The chlorine evolution reaction (CER) is a crucial anode reaction in the chlor‐alkali industrial process. Precious metal‐based dimensionally stable anodes (DSA) are commonly used as catalysts for CER but are constrained by their high cost and low selectivity. Herein, a Pt dual singe‐atom catalyst (DSAC) dispersed on fluorine‐doped carbon nanotubes (F‐CNTs) is designed for an efficient and robust CER process. The prepared Pt DSAC demonstrates excellent CER activity with a low overpotential of 21 mV to achieve a current density of 10 mA cm−2 and a remarkable mass activity of 3802.6 A gpt−1 at an overpotential around 30 mV, outperforming those of commercial DSA and Pt single‐atom catalyst. The excellent CER performance of Pt DSAC is attributed to the high atomic utilization and improved intrinsic activity. Notably, introducing fluorine atoms on CNTs increases the oxidation and chlorination resistance of Pt DSAC, and reduces the demetalization ratio of Pt atoms, resulting in excellent long‐term CER stability.
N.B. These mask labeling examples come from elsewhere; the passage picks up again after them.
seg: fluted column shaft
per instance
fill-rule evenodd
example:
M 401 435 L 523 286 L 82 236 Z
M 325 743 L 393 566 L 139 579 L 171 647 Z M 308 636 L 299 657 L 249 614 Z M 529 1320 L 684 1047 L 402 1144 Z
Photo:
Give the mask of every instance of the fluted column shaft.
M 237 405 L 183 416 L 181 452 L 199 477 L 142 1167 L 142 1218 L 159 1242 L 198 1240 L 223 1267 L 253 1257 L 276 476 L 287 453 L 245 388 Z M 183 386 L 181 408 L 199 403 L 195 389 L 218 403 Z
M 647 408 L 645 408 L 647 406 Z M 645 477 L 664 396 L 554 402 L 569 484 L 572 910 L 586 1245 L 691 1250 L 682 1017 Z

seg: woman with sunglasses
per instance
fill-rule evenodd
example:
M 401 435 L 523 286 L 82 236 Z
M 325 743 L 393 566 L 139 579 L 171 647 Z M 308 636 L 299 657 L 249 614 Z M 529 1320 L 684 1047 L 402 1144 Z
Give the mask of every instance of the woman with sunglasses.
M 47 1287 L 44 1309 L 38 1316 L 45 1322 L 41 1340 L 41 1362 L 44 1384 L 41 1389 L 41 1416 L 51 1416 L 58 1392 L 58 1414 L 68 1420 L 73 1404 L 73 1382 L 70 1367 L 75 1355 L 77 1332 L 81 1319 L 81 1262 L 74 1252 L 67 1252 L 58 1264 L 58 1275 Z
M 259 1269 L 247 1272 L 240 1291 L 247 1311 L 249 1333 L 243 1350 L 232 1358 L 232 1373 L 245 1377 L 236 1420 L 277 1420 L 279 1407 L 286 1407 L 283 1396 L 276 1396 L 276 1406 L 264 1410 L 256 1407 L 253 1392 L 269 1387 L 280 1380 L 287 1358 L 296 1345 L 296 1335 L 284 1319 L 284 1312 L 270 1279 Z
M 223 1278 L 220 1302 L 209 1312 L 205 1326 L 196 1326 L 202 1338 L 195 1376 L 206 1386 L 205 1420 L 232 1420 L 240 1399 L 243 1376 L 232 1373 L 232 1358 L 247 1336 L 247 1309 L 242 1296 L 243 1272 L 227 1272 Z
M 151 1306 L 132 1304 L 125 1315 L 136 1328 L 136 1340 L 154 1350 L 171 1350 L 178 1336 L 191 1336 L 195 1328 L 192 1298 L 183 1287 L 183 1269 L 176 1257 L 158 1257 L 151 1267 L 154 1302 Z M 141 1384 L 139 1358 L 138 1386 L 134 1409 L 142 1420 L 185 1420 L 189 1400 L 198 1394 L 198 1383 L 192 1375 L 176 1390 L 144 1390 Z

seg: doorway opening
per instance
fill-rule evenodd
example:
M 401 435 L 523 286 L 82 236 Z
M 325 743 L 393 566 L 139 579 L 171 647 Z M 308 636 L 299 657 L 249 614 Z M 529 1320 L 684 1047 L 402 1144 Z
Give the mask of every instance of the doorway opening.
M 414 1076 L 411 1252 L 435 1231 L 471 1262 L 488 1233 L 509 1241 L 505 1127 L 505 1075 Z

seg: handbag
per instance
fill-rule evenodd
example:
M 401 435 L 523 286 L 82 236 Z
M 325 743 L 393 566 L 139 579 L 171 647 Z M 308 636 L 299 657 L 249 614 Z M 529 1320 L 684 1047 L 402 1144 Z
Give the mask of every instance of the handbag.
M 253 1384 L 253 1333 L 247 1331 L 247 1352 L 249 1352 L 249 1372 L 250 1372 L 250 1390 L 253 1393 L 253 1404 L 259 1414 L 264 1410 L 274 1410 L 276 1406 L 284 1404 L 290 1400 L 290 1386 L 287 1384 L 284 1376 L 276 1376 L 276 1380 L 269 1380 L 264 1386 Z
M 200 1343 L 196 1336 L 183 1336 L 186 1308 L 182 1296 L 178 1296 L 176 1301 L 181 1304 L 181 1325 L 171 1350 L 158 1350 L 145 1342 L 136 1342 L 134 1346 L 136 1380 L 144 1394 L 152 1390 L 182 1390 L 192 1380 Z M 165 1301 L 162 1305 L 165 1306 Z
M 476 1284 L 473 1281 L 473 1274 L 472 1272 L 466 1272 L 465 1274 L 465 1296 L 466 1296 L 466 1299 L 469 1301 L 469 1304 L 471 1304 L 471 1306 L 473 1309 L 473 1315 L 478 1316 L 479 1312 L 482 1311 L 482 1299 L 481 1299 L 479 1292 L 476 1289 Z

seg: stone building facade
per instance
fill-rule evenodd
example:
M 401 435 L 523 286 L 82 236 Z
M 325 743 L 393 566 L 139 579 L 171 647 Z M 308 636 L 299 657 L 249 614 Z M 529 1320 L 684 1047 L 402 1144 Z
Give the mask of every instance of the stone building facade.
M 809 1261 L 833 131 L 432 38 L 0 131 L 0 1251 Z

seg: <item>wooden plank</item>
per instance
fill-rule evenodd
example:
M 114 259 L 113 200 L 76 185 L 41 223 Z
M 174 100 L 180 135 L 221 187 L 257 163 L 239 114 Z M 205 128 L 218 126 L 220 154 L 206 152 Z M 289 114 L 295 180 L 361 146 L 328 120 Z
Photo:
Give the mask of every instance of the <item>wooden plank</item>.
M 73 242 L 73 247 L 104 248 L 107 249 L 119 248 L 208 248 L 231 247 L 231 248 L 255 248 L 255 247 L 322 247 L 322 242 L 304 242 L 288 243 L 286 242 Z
Theoretical calculations reveal that several Pt DSAC configurations with optimized first‐shell ligands and interatomic distance display lower energy barriers for Cl intermediates generation and weaker ionic Pt−Cl bond interaction, which are favorable for the CER process. A platinum dual single‐atom catalyst (DSAC) dispersed on fluorine‐doped carbon nanotubes was designed for an efficient and robust chlorine evolution reaction (CER) process. The prepared Pt DSAC exhibits excellent CER performance that outperforms that of the commercial dimensionally stable anode and Pt single‐atom catalyst.